Quels risques voyez-vous au clonage ?

Il y a des choses acceptables, d’autres non. L’humanité n’existe que par la diversité. Donc, si nous supprimons la diversité, nous nions l’humanité.

Le développement des micro-puces, fait craindre un flicage généralisé de notre vie. Le futur sera-t-il sécuritaire ?

Oui, pour des raisons sociologiques. Nos sociétés sont amenées à être de plus en plus chaotiques, avec moins de contrôles rigides. Autrefois, les religions tenaient les individus. Aujourd’hui, les Eglises demeurent mais elles ne parviennent plus à exercer un contrôle ni sur les comportements, ni sur les croyances. La dynamique de la consommation a conduit à une grande individualisation qui entraîne une sorte d’anxiété, faute de socialisation et d’encadrement communautaire. C’est ce contexte qui génère des troubles psychopathologiques et sociaux.

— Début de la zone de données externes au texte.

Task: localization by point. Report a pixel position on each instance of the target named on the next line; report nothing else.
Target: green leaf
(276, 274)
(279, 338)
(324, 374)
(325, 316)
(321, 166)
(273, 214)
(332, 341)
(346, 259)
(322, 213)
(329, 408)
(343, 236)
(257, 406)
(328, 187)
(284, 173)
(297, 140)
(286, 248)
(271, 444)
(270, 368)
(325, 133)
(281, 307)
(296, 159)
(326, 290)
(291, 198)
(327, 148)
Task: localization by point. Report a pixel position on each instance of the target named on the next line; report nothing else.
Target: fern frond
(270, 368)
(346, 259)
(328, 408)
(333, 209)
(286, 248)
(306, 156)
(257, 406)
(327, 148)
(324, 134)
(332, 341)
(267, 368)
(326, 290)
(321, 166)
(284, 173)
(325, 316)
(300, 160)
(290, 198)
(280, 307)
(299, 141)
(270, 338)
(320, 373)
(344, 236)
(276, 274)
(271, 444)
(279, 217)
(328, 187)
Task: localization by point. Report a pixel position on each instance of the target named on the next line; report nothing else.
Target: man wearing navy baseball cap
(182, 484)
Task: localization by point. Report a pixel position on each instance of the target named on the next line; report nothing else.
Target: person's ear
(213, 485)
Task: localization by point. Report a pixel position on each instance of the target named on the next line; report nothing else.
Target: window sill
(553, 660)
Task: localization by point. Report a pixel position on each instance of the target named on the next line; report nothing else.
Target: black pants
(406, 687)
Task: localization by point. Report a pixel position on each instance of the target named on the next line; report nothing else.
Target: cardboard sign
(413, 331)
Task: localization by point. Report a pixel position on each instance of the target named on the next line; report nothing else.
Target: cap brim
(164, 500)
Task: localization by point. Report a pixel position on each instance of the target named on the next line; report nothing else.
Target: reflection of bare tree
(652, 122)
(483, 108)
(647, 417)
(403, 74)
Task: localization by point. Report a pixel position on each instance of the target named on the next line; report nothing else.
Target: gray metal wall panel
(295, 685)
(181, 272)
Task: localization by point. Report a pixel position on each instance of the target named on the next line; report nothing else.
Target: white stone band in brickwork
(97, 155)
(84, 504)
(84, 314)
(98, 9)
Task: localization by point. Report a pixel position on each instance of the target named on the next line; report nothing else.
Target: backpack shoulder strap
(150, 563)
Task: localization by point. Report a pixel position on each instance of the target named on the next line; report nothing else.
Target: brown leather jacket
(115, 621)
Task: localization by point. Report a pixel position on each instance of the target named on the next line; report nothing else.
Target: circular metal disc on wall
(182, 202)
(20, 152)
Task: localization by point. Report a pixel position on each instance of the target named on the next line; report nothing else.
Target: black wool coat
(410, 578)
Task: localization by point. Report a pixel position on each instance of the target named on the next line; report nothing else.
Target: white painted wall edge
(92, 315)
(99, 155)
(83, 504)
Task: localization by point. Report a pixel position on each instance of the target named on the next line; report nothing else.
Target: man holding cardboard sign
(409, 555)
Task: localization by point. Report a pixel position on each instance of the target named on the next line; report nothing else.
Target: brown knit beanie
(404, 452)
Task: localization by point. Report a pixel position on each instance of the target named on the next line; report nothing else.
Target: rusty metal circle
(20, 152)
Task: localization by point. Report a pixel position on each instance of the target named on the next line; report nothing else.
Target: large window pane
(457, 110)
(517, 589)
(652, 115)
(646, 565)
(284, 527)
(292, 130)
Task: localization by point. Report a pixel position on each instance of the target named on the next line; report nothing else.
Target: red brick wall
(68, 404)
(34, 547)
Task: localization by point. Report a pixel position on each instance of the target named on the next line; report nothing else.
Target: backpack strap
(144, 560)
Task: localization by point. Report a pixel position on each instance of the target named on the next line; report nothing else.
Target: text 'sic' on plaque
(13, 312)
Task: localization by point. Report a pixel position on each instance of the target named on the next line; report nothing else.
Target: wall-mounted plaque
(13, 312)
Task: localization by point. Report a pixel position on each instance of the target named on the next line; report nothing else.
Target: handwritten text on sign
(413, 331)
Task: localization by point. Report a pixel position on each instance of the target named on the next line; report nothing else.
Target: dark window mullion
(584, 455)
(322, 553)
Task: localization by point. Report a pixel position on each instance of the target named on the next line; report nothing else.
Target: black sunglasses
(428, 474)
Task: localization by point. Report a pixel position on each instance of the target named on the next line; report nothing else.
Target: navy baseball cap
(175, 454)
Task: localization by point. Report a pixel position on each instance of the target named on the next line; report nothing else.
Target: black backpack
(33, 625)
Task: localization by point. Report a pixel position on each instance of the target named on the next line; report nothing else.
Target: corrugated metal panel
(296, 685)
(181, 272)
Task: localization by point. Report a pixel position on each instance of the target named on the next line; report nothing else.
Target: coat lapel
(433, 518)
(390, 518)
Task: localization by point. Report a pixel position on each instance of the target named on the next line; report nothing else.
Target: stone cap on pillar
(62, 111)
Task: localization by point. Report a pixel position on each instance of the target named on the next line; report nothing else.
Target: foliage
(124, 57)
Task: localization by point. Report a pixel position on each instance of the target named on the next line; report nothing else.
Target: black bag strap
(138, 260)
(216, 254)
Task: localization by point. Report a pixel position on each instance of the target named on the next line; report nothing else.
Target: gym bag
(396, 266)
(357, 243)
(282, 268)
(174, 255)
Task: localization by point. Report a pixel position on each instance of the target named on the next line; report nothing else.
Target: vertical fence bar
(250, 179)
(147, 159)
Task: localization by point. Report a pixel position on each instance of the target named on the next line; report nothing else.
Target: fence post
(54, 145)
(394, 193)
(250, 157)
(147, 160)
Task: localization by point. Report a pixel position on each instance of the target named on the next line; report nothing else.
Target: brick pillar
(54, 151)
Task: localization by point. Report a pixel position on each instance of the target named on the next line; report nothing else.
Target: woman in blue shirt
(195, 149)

Pour se rassurer, les gens demanderont plus de sécuritaire. Regardez les “gate communities” aux Etats-Unis, au Brésil et un peu partout. Des néo-villes surveillées, avec des règlements à part, télésurveillance, des badges pour les habitants… 30 millions de riches Américains vivent dans ce cadre-là. Le reste de la société ressemble au film Mad Max.

Qui peut s’opposer à la montée du sécuritaire ?

C’est le propre du politique, dans une société démocratique, de fixer des limites à l’utilisation de des technologies. Les contre-pouvoirs dénonceront donc des éventuels abus sur les libertés individuelles. Mais ça se fera quand même. Aujourd’hui, aucun immeuble n’a pas de digicode. Il y a vingt ans, ça n’existait pas.

L’auteur du roman d’anticipation 1984, George Orwell, avait-il raison ?

Non. Lui imaginait une dictature politique avec un Big Brother qui surveille tout. Or les libertés fondamentales, dans nos sociétés, ne sont pas menacées. Elles sont en tension avec d’autres aspects. La pente de nos sociétés est de revendiquer toujours plus de liberté mais en même temps toujours plus de sécurité. Donc à un moment, forcément, ça coince. Par contre, on peut avoir plus d’inquiétude en regardant du côté d’Huxley et de son Meilleur des mondes dans lequel des bébés naissent des machines. Même si sa vision est très apocalyptique.